Affordable Housing Changes Questioned

By Amy Gardner
Washington Post Staff Writer
Thursday, October 4, 2007

New demands by the county that developers include affordable housing when building high-rise units have run into objections: that, depending on who's talking, the county intends too much or not enough of this housing for the middle class.

Last week, supervisors approved a policy that requires 12 percent of new high-rise housing to be affordable units. The rule would apply only to new developments where applicants want to build more units than zoning allows.

Previously, high-rise developers were not required to provide such units because the cost of multistory buildings, which typically require elevators, sprinkler systems and structured parking, made it too costly to accommodate affordable housing. To offset the cost, supervisors agreed to give developers a density credit; for each affordable housing unit built, a contractor would be allowed to build additional market-rate units.

Supervisors also increased the household salary that would qualify for affordable housing, from up to 70 percent of the area's median income to 120 percent. For a family of four, 120 percent of the median is $113,400.

Supervisors who voted for the measure said it furthers their goal of providing more "workforce housing" in Fairfax County: homes for middle-income professionals such as teachers, firefighters and police officers who otherwise could not afford to live in the county they serve. The obvious barrier is the cost of housing. Fairfax was recently named by the Census Bureau as the nation's most affluent county; its median new home price is $960,000, and the average monthly rent for a two-bedroom apartment is $1,306.

"What we did Monday night is prompt the private sector to do what they wouldn't normally do, and this is to provide a range of affordable housing at no cost to the county," said Supervisor T. Dana Kauffman (D-Lee). "We need to have a mix of incomes. Otherwise the high-rises would only be for middle-income and high-income folks."

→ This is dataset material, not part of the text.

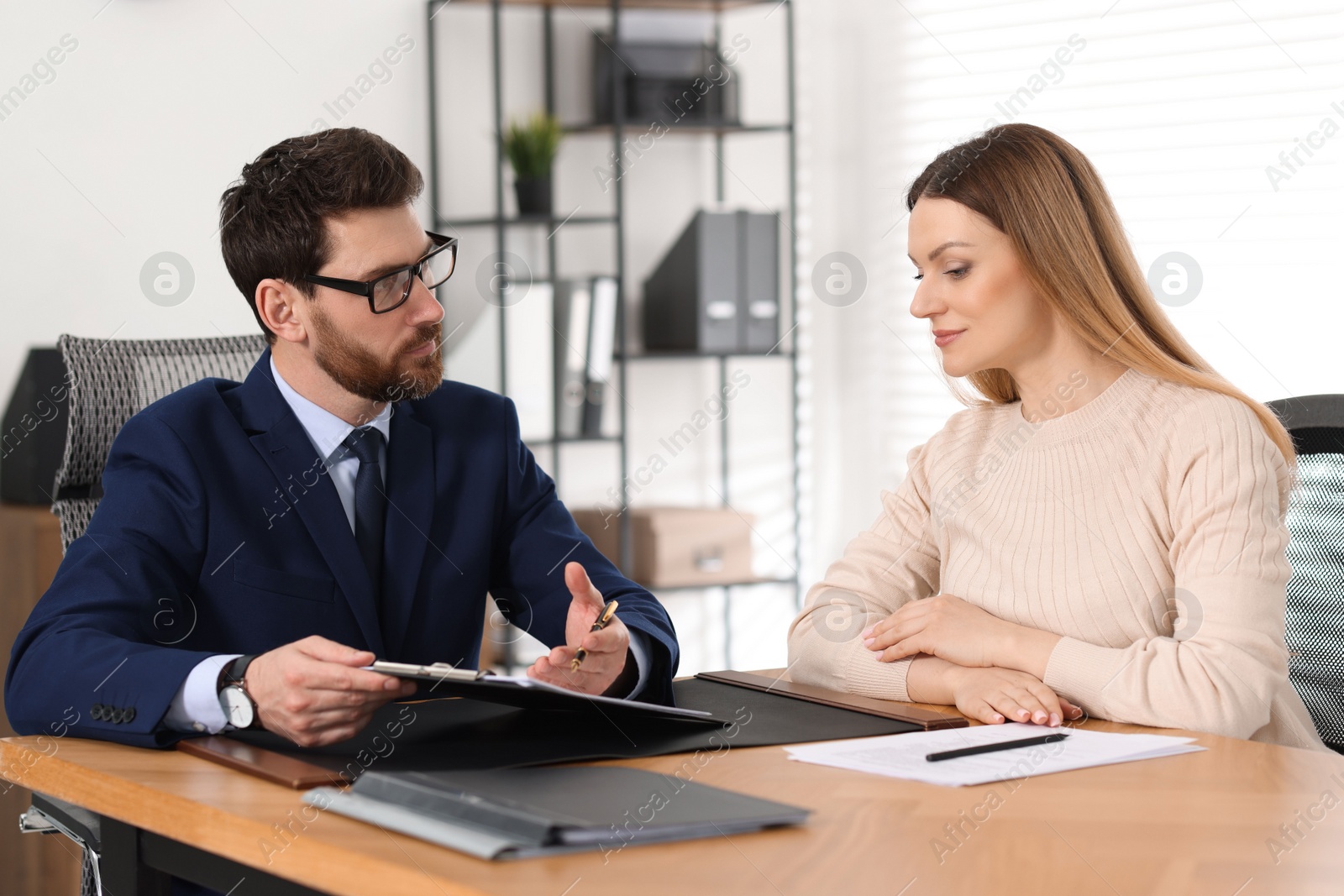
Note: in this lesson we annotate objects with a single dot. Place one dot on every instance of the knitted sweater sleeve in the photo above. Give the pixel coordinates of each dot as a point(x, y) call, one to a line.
point(1220, 658)
point(891, 563)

Supervisor Michael R. Frey (R-Sully) objected to the policy for two reasons. First, he said, it could significantly increase the density that high-rise developments would add to the county. Fairfax, with more 1 million people, is the region's largest jurisdiction and is largely built out. As a result, new development is likely to take the form of multistory structures, much of it near Metro stations. Such developments will increase traffic as well as demands for such county services as police, fire, libraries and schools, Frey said, so there should be a limit to how much density the county should allow.

He also objected to the new definition of workforce housing to include families earning as much as 120 percent of the area's median income.

"I just think that's absurd," Frey said. "I've never met anybody who thinks it appropriate for the county to be subsidizing people who make 120 percent of the median income. . . . We have a huge waiting list of people who are making 50 percent of the median income. It just seems to me absolutely misguided to be spending money on this."

Elaine N. McConnell (R-Springfield) also objected to the new policy, but her concern was the opposite of Frey's: that it doesn't ensure that the affordable units go to middle-income professionals as opposed to poorer families. McConnell's district includes the County Government Center, and she objects to a proposal for affordable housing there that might be open to lower-income families, particularly those with drug-abusing or criminal pasts.

"I want to be sure that this is not what we're talking about, that you have some assurance of what's coming in there," McConnell said. "This is what people in my district were very upset about."

Board Chairman Gerald E. Connolly (D) said it would be difficult to prohibit lower-income families, as McConnell wants to do, without breaking federal laws.

"That's economic discrimination," he said.

Under the county's affordable dwelling unit policy, qualifying households should have to pay no more than 30 percent of their income for rent nor more than 2 1/2 times their annual income to buy. For example, a household of four with income of $66,150 (70 percent of the median income) would pay a rent of no more than $1,654 (including utilities) for a two- or three-bedroom apartment, and would pay a purchase price for a home of no more than $165,375.

Developers would be required to sell the units at those prices and would recover their costs by selling other units at market rates.